1. A method for processing annotations in computer files comprising:

receiving a data stream input at a scanner component, the data stream input representing a plurality of program elements of one or more computer files;

scanning the data stream input for annotations;

generating a data stream comprising a plurality of annotated program elements and associated annotation values;

providing the annotated program elements and annotation values as input to a handler component, wherein the handler component performs one of the handling functions comprising:

filtering the annotated program elements and annotation values data, or

echoing the annotated program elements and annotation values; and

generating an output from the handler component.

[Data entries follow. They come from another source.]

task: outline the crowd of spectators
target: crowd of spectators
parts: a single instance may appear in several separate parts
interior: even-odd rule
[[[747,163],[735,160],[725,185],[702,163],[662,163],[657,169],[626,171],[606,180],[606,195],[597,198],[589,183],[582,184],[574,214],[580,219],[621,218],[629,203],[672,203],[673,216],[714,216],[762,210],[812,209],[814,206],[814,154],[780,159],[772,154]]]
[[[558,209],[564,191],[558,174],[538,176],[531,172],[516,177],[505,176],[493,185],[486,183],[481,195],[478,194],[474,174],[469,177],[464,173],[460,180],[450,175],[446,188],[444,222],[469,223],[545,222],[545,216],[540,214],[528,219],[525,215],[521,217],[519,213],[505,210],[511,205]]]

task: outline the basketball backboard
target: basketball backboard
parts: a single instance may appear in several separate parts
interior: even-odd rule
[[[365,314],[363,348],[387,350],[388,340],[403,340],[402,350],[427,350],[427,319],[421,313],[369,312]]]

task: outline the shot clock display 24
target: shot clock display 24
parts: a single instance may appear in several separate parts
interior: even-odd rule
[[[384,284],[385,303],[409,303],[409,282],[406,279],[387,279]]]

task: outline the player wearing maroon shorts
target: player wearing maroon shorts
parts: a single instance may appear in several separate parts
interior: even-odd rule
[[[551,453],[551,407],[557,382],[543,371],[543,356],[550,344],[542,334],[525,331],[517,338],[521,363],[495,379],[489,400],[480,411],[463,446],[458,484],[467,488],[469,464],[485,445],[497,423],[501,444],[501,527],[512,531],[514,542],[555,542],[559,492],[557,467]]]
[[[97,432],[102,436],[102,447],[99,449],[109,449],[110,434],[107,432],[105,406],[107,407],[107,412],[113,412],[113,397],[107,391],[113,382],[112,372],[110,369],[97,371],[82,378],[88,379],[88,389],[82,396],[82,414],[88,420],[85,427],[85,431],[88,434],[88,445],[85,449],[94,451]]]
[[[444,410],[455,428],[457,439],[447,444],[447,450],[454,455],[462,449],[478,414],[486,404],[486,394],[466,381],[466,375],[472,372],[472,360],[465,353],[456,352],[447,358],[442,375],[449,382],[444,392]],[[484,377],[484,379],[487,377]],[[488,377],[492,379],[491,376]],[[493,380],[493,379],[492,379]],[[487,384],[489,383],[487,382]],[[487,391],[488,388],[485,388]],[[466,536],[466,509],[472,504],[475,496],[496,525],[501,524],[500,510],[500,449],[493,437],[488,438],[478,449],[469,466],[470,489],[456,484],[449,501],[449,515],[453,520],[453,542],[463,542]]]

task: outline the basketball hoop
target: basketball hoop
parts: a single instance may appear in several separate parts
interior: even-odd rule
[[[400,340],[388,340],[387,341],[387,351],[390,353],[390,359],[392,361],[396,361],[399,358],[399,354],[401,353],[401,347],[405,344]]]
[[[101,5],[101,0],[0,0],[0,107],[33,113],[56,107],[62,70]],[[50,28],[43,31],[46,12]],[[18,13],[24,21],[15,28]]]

2. The method of claim 1, wherein the output from the handler component is a data stream having the same format as the input to the handler component.

3. The method of claim 2, further comprising providing the output from the handler component as input to a second handler component.

4. The method of claim 1, wherein filtering the annotated program elements and annotation values further includes providing feedback regarding which annotations are desired.

5. The method of claim 1, wherein scanning the data stream input for annotations is based at least in part on the feedback regarding which annotations are desired.

6. The method of claim 1, wherein the output of the listening component is an echo of the input data to the listening component.

7. The method of claim 1, wherein the one or more computer files comprise Java class files.

8. An annotation processing system comprising:

a data scanning module, the data scanning module to receive a data stream input containing a plurality of program elements and to scan the data stream input to identify annotated data elements and annotation values; and

a data handler module, the data handler module to receive the identified annotated data elements and annotation values, the data handler module being one of the following:

a stream processing handler to filter annotations and to generate feedback to the data scanning module regarding annotations that are needed; or

an echo mechanism to echo the annotated data elements and annotation values.

9. The system of claim 8, further comprising a second data handler module, wherein an output of the data handler module is an input to the second data handler module.

10. The system of claim 9, wherein a format of the output of the data handler module is the same as the format of the input to the data handler module.

11. The system of claim 8, wherein the stream processing handler comprises one or more configurable parameters for a filter condition.

12. The system of claim 8, wherein the echo mechanism produces a text stream for a user.

13. The system of claim 7, wherein the echo mechanism produces text for external processing.

14. An article of manufacture comprising:

a computer-readable medium including instructions that, when accessed by a processor, cause the computer to perform operations comprising:

scanning the data stream input for annotations;

filtering the annotated program elements and annotation values data, or

echoing the annotated program elements and annotation values; and

generating an output from the handler component.

15. The article of manufacture of claim 14, wherein the output from the listening component is a data stream having the same format as the input to the listening component.

16. The article of manufacture of claim 15, where the listening function of the listening component is either filtering the type definition and type usage data or aggregating the type usage data.

17. The article of manufacture of claim 15, wherein the medium further includes instructions that, when accessed by a processor, cause the computer to perform operations comprising:

providing the output from the listening component as input to a second listening component.

18. The article of manufacture of claim 14, wherein the output of the listening component is an echo of the input data to the listening component.

19. The article of manufacture of claim 14, wherein the one or more computer files comprise Java class files.